BEIJING, May 19 (AFP) -
A 34-year-old woman in southeast China's Fujian province was beaten to death by birth-control officials who wanted to sterilize her against her will, her relatives said on Saturday.
Sun Zhonghua, from a farming family in Xiapu county near the provincial capital of Fuzhou, was taken away by birth-control officials from her home by daybreak on Wednesday, a relative told AFP by telephone.
The officials told Sun, the mother of two boys aged 12 and 13, that she was to be taken to the birth-control clinic for sterilization, a procedure they had previously been pressing her to submit herself to.
She refused vehemently, showing documents obtained from a local hospital in April that the planned operation was not advisable because of a medical condition.
Despite her and her relatives' protests, she was forced into a waiting car and driven away.
In the afternoon of the same day, officials informed Sun's relatives that she had died after jumping from the fourth floor of the building housing the local birth-control administration.
Family members who were allowed to see her body discovered large bruises to her head and different parts of her body.
"There is no way she could have received those injuries from jumping to her death," said the relative.
During the anxious hours on Wednesday while Sun's relatives were waiting for news about her, they went to the police to report the birth-control officials' violent manner when taking her from her home.
But they were given the rounds by a string of police officials, who appeared unwilling to get involved in the case.

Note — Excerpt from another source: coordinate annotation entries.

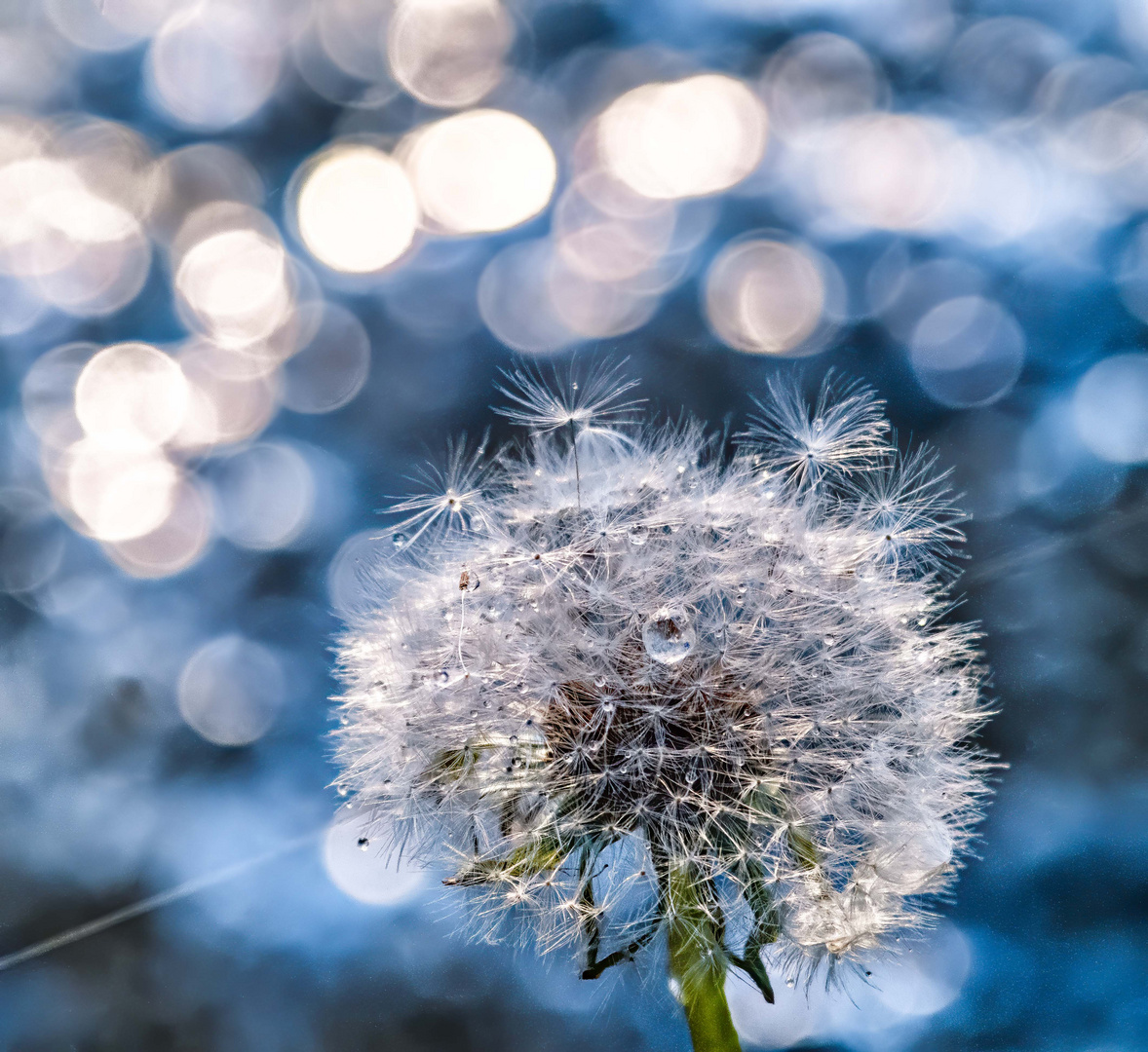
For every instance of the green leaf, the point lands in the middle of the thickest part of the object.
(697, 961)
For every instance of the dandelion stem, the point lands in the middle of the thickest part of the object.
(697, 963)
(578, 471)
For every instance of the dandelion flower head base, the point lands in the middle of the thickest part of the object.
(644, 685)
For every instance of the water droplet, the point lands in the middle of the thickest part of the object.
(669, 636)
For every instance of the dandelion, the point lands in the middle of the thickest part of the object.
(653, 692)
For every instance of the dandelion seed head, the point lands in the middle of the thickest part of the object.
(685, 668)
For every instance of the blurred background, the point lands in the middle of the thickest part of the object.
(260, 258)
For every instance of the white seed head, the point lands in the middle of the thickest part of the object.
(729, 672)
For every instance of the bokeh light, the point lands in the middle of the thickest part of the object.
(330, 367)
(232, 276)
(685, 137)
(967, 351)
(213, 63)
(264, 496)
(483, 169)
(360, 869)
(356, 208)
(231, 691)
(131, 394)
(118, 492)
(1110, 408)
(765, 296)
(448, 53)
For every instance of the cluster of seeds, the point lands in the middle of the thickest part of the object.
(626, 677)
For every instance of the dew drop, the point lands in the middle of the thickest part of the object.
(669, 636)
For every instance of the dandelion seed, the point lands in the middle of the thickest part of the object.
(728, 686)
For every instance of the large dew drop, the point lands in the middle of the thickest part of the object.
(669, 636)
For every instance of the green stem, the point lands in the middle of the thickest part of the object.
(697, 963)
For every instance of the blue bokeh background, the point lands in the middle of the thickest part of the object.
(108, 794)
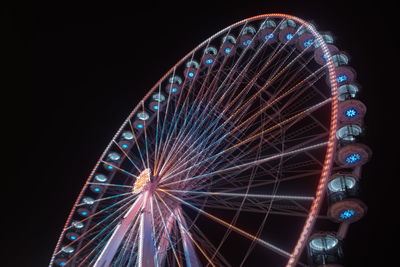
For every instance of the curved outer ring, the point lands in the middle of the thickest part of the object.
(316, 205)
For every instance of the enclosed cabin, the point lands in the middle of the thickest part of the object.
(268, 32)
(343, 198)
(247, 37)
(228, 45)
(325, 250)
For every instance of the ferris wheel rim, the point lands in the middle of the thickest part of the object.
(316, 205)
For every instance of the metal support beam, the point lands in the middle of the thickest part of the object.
(147, 251)
(112, 245)
(190, 253)
(165, 239)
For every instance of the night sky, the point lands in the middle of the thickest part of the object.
(77, 70)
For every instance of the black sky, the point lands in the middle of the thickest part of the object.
(76, 70)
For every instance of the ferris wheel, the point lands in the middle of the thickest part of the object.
(230, 159)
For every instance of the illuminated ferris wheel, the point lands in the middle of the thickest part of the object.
(228, 159)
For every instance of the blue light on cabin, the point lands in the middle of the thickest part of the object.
(347, 214)
(353, 158)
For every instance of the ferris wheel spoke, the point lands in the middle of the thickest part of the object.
(111, 185)
(98, 212)
(118, 168)
(246, 165)
(126, 155)
(102, 241)
(265, 196)
(236, 229)
(187, 239)
(253, 137)
(213, 250)
(100, 232)
(105, 198)
(166, 238)
(226, 90)
(137, 143)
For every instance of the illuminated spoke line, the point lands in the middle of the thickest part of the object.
(97, 246)
(208, 128)
(240, 75)
(184, 228)
(282, 197)
(157, 129)
(268, 83)
(209, 243)
(236, 229)
(97, 235)
(168, 234)
(244, 166)
(199, 98)
(137, 143)
(265, 182)
(105, 198)
(128, 242)
(154, 231)
(264, 106)
(111, 185)
(251, 138)
(170, 131)
(126, 155)
(145, 138)
(118, 168)
(101, 211)
(159, 142)
(270, 171)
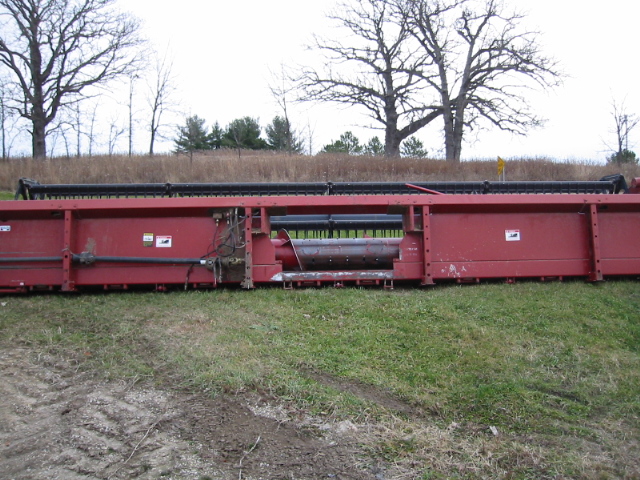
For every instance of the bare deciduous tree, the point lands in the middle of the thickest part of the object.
(54, 49)
(160, 89)
(410, 61)
(380, 71)
(483, 63)
(624, 124)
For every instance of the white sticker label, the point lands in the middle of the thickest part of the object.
(163, 241)
(512, 235)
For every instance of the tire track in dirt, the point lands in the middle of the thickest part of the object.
(58, 422)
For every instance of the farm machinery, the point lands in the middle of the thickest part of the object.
(198, 236)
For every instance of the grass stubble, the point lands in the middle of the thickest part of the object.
(519, 381)
(532, 380)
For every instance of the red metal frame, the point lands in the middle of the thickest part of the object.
(71, 244)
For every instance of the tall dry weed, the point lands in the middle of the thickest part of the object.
(261, 166)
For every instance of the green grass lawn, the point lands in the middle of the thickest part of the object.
(553, 367)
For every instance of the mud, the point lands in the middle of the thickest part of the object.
(59, 422)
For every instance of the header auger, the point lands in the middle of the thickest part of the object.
(193, 236)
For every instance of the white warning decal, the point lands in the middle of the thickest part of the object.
(147, 240)
(163, 241)
(512, 235)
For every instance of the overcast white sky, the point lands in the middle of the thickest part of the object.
(224, 52)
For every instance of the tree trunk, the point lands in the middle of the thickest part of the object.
(392, 141)
(39, 139)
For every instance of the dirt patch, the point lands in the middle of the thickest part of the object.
(366, 392)
(58, 422)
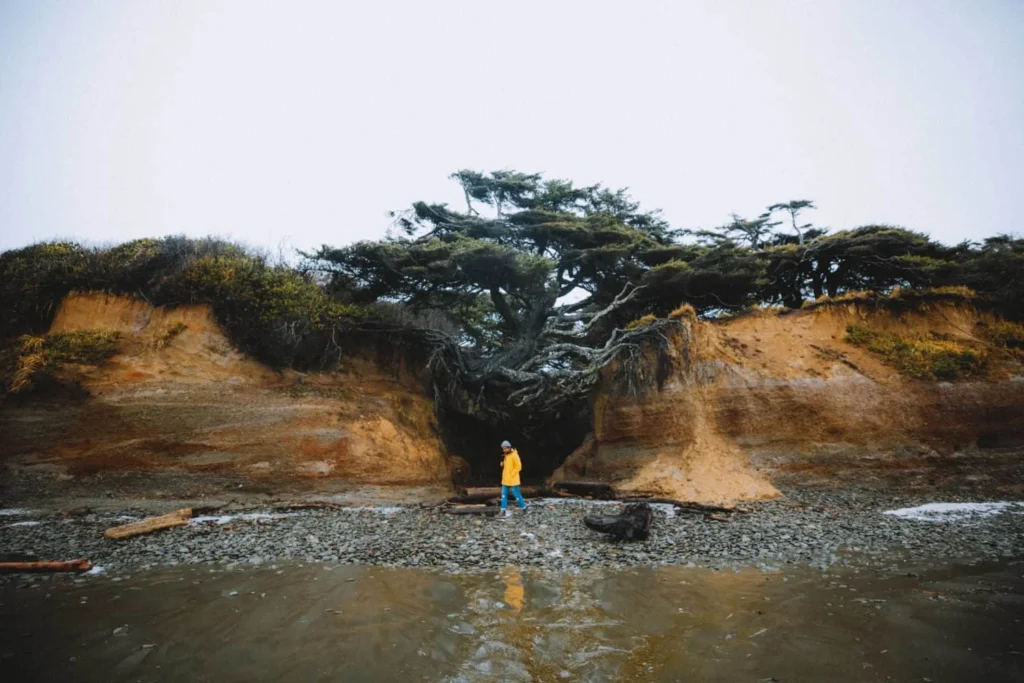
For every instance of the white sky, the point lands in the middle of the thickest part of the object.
(301, 123)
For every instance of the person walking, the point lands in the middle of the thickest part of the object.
(511, 466)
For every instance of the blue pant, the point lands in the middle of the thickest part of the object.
(515, 492)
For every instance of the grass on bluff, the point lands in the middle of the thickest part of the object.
(39, 358)
(272, 311)
(899, 298)
(926, 357)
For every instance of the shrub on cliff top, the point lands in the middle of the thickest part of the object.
(274, 312)
(931, 357)
(36, 358)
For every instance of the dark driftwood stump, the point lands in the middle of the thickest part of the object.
(633, 523)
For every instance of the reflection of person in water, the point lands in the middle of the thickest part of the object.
(514, 593)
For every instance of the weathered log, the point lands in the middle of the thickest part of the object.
(598, 489)
(683, 505)
(471, 510)
(307, 505)
(632, 523)
(488, 493)
(71, 565)
(176, 518)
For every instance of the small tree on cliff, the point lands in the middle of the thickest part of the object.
(534, 271)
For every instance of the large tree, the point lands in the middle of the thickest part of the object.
(534, 271)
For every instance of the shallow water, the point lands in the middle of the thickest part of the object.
(669, 624)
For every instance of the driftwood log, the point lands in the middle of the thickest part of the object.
(176, 518)
(683, 505)
(471, 510)
(71, 565)
(633, 523)
(597, 489)
(485, 494)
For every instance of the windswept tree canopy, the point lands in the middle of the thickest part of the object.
(539, 279)
(532, 270)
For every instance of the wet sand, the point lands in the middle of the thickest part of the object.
(317, 623)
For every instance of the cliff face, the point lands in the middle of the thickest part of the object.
(179, 397)
(764, 397)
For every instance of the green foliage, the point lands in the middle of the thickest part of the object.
(499, 268)
(1006, 335)
(931, 357)
(37, 358)
(275, 312)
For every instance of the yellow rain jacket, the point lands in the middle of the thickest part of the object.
(511, 466)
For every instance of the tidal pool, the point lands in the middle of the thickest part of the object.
(318, 623)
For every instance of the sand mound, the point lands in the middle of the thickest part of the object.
(765, 395)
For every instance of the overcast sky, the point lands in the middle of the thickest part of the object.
(302, 123)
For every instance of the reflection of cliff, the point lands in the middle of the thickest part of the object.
(759, 396)
(178, 396)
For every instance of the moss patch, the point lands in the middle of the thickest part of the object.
(38, 358)
(931, 357)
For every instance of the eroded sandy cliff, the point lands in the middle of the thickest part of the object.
(179, 396)
(763, 397)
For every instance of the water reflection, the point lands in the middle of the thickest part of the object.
(310, 624)
(514, 593)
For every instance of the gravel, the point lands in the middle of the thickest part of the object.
(810, 527)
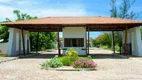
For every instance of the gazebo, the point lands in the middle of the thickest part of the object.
(74, 32)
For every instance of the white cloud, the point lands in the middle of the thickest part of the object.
(20, 2)
(6, 12)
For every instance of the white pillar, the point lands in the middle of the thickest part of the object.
(137, 42)
(134, 37)
(12, 42)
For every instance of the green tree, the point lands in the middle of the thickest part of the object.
(46, 39)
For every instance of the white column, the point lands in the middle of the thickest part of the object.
(137, 42)
(134, 37)
(12, 42)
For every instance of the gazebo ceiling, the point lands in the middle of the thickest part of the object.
(57, 23)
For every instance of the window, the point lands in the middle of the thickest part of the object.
(74, 42)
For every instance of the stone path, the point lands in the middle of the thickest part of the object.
(108, 69)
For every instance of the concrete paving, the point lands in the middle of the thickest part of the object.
(109, 68)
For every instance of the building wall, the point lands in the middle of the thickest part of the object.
(75, 32)
(134, 37)
(15, 45)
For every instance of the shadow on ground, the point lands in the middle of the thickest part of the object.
(107, 56)
(94, 56)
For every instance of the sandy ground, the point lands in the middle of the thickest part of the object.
(109, 68)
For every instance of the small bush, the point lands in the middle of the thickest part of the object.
(44, 65)
(84, 63)
(53, 63)
(67, 60)
(72, 52)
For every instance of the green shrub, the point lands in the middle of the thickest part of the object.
(72, 52)
(84, 63)
(68, 60)
(55, 63)
(44, 65)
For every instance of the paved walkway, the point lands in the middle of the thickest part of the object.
(109, 68)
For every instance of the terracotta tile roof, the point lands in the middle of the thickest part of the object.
(77, 20)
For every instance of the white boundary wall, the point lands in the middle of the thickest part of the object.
(134, 37)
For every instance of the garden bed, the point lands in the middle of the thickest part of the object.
(70, 62)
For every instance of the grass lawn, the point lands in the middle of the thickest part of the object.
(2, 55)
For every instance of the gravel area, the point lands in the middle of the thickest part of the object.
(108, 69)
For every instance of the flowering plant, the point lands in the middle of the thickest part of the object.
(84, 63)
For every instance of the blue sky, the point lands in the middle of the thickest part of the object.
(45, 8)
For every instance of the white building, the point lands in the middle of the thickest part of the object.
(74, 32)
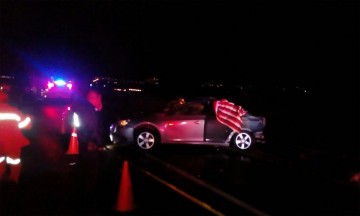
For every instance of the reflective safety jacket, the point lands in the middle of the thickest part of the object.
(12, 120)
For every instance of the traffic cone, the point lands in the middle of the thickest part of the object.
(125, 201)
(74, 143)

"We tried to report the incident, but there was no one to report to," said the relative.
Already being the mother of two, Sun understood that she had to conform with national population policies and had no plans of giving birth to more children, her family said.
She had gone to the hospital every year since 1992 to make sure she was not pregnant, they said.
China's controversial "one child" policy continues to result in serious human rights violations 20 years after it became law.
In the early years, the world was shocked by mass campaigns to round up women and sterilize them almost like cattle.
Such public campaigns are rare now, but the policy is being enforced in ways that many human rights groups say are equally unjust.
Pressure on China's army of family planning workers to meet the birth quota in their jurisdiction have led to widespread excesses.
Family planning workers and local officials resort to beating people, locking them up illegally, confiscating livestock and destroying their homes.
Despite the harsh measures, births are still growing at an annual rate of 10 million and the government has vowed to continue the policy to cap the population at 1.6 billion by the year 2050.
China's population now stands at nearly 1.3 billion, the largest in the world. Beijing credits the policy for helping the country avoid 300 million births.